Richard and working with Foundation Scotland

Richard chose to open a Foundation Advised Fund. Now, in this way, he is given a carefully filtered selection of charities for consideration, and when he has decided which ones he is interested in giving to, Foundation Scotland does a due diligence of accounts, directors and officers, compliance etc, and then, subject to that, we make a recommendation. 
 

Strontain School SignRichard also chose to invest his donation which ensures the Coram Fund will be a source of long-term funding for the charitable organisations that matter to him. Since Richard opened his fund, it has given a range of different-sized grants to a variety of charitable organisations. 
One of these grants was to support the Strontian School Building project, which is now the first community-owned school in Scotland, located in the Western Highlands.

Strontian is a small village in the Western Highlands with a primary school for 40 children. The school building had fallen into disrepair, and because of its existing commitment under a ten-year PFI scheme for  the region’s secondary school, the Local Authority was only able to offer Portakabins as an alternative for primary pupils. The local community felt this wasn’t a good fix for the pupils at the school and decided to start a community interest company. Richard was enthused by the project and the local community input:

 “The beauty of it, apart from fulfilling an immediate need, is that after the ten years, the Local Authority has promised to build its own primary school, and at that point this community school can be converted very easily and at minimal cost into affordable housing. It was the dream application for Coram.”

After the school opened Richard was delighted that, via Foundation Scotland, he was able to visit and meet the children, the school staff, and members of the local community, who are now enjoying the benefits of the new building and its surrounding play areas.

The Coram Fund has given a mix of both small and large grants, in accordance with the nature of each individual application. At meetings with representatives of local communities, Richard has been "struck by how even a small sum of money can make a huge difference, either because the deficit is a relatively small one, or because for instance local volunteers are giving their time for free. Sometimes that’s a big imposition, and they may not be particularly well-off themselves, so to have a salary for doing what they do is a real boost."

One particular inspiration for Richard when deciding how to channel  grants was an article he read in The Guardian newspaper about Portpatrick, a coastal village where a deteriorating economy was especially evident from the state of its harbour, which had fallen into serious disrepair after many years’ neglect.
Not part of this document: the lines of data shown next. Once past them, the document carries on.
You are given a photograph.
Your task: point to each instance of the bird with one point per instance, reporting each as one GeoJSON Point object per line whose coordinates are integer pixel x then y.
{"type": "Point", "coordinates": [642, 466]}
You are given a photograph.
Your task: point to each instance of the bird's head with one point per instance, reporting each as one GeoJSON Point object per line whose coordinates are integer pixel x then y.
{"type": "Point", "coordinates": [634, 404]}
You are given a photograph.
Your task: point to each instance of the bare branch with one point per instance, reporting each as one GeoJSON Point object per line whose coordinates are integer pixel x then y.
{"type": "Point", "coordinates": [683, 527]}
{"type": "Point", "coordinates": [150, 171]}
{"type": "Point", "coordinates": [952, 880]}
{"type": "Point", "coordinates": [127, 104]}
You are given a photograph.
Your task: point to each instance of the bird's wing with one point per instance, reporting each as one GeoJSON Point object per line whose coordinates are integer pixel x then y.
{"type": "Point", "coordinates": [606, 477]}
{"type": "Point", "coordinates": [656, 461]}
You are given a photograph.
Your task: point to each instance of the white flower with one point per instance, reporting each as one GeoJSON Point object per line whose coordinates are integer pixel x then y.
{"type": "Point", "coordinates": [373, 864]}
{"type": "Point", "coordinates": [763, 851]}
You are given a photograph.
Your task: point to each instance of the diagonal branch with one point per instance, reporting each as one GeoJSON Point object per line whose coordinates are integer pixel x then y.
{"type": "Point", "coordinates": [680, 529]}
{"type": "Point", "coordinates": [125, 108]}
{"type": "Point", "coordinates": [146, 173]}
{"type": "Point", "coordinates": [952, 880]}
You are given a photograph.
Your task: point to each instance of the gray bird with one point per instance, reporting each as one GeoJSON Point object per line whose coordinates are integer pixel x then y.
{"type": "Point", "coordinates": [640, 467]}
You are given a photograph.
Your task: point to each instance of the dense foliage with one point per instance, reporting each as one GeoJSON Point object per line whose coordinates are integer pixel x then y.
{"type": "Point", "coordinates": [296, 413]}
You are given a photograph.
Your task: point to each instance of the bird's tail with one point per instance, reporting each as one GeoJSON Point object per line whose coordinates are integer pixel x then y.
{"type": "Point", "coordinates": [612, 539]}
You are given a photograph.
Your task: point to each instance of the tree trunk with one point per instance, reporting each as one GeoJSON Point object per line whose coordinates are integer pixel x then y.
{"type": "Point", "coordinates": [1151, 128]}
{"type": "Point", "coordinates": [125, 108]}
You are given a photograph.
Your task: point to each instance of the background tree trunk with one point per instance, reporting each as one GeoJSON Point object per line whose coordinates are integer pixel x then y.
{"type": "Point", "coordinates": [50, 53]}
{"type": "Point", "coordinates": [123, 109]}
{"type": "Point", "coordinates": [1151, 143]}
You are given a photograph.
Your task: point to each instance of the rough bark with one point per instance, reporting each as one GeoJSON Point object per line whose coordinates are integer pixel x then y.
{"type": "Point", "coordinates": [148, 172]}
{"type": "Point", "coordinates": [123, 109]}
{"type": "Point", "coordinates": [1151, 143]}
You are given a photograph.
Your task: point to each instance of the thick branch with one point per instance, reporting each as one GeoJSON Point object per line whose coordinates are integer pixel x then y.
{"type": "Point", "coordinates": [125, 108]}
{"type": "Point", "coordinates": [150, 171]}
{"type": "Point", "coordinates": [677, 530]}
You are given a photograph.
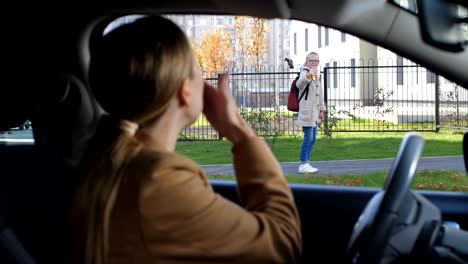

The article described how residents raised money to buy the harbour and set about restoring it.

"Villagers knew that to get visiting sailors back, they needed to improve the harbour with modern moorings and improved toilet facilities while keeping its charm, or risk losing more precious tourist revenue to competing harbours up and down the coast."

The community initiative in Portpatrick has now grown over time since the harbour scheme, to include a project for a community centre.

After reading the article, Richard decided that even with his modest means, there was something he could do. He said,
"I’m sure a lot of people are put off philanthropy because they think it’s complicated – which it isn’t – or they may think 'I’ve got only so much money and I want to leave it to my children', but you don’t need to be talking large numbers to make it worthwhile. Edinburgh is stuffed with people in that situation, and I just wish philanthropy had a higher profile. The setting up of the Fund wasn’t complicated, and if you’re working with Foundation Scotland, they can help you."

Other projects that have received support from the Coram Fund include  the provision of free internet facilities for people at Parkhead Housing Association in the East End of Glasgow; funding towards a Project Officer for an affordable community housing development in the village of Braemar; and, most recently, development of affordable housing at a disused school building in Borrodale on Skye.